When the "Lord God" spoke to the woman concerning her transgression, she blamed the serpent, which she said "beguiled" her. This sealed the serpent's fate, for the "Lord God" cursed him and said:
"Upon thy belly shalt thou go, and dust shalt thou eat all the days of thy life."[4:1]
Unto the woman the "Lord God" said:
"I will greatly multiply thy sorrow, and thy conception; in sorrow thou shalt bring forth children, and thy desire shall be to thy husband, and he shall rule over thee."
Unto Adam he said:
"Because thou hast hearkened unto the voice of thy wife, and hast eaten of the tree, of which I commanded thee, saying, Thou shalt not eat of it: cursed is the ground for thy sake; in sorrow shalt thou eat of it all the days of thy life. Thorns also, and thistles shall it bring forth to thee; and thou shalt eat the herb of the field. In the sweat of thy face shalt thou eat bread, till thou return unto the ground, for out of it wast thou taken; for dust thou art, and unto dust shalt thou return."

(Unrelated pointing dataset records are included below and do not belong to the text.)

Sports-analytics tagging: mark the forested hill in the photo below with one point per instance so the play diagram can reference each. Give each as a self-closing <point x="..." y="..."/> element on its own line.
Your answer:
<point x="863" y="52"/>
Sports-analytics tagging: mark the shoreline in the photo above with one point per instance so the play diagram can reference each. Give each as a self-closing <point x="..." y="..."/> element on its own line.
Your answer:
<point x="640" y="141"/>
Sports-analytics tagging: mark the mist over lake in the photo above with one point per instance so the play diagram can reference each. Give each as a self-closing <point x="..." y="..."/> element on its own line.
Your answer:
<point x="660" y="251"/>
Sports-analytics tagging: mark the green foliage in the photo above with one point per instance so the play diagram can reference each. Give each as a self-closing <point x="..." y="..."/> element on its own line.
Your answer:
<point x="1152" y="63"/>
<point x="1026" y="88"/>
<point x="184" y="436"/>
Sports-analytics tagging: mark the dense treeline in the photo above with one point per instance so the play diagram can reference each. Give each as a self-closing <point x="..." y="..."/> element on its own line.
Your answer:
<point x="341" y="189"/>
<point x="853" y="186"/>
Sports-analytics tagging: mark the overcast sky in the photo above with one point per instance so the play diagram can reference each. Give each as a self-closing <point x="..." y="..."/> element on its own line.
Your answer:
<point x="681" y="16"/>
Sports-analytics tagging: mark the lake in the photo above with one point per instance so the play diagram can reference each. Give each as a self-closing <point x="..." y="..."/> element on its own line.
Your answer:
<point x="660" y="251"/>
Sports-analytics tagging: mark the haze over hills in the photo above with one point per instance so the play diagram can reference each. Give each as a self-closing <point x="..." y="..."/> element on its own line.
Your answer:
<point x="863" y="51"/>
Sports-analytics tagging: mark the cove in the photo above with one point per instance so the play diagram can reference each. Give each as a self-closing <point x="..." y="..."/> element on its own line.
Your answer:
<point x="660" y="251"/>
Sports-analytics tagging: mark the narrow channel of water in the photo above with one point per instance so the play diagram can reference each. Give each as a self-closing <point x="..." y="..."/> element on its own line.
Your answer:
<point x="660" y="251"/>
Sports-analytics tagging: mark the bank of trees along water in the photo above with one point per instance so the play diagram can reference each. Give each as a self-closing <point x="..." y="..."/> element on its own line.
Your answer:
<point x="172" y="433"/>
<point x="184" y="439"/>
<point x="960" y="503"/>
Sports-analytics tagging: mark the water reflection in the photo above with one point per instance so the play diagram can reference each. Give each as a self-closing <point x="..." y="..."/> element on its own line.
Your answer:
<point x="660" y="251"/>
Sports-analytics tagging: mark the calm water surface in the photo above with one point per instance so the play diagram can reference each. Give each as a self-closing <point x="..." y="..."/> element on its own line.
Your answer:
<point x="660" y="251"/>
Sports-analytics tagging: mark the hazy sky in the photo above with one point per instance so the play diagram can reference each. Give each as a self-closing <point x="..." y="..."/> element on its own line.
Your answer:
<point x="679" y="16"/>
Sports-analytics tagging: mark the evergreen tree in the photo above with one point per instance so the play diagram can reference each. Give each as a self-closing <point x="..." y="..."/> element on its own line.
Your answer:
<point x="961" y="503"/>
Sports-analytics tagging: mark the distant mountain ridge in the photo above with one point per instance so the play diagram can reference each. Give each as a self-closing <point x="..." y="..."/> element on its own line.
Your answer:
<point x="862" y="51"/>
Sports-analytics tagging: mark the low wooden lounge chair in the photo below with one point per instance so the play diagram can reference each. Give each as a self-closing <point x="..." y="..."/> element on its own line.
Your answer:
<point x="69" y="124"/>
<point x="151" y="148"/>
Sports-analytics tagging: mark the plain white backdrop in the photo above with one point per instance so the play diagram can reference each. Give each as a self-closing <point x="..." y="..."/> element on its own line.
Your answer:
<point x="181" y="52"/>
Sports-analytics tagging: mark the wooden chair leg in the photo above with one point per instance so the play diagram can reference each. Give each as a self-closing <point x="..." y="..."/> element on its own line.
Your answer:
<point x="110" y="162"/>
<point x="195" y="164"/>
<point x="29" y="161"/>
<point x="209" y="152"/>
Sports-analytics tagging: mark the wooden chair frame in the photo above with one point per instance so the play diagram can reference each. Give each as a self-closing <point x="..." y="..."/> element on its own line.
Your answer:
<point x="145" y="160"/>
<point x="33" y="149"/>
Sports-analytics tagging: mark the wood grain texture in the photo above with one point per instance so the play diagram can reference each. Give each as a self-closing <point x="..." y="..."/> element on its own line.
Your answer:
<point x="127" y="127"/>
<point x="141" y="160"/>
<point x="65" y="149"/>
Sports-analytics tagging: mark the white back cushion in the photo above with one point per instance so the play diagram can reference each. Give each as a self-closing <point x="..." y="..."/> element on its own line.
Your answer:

The "Lord God" then made coats of skin for Adam and his wife, with which he clothed them, after which he said:
"Behold, the man is become as one of us,[5:1] to know good and evil; and now, lest he put forth his hand, and take also of the tree of life, and eat, and live forever" (he must be sent forth from Eden).
"So he (the Lord God) drove out the man (and the woman); and he placed at the east of the garden of Eden, Cherubims, and a flaming sword which turned every way, to keep the way of the Tree of Life.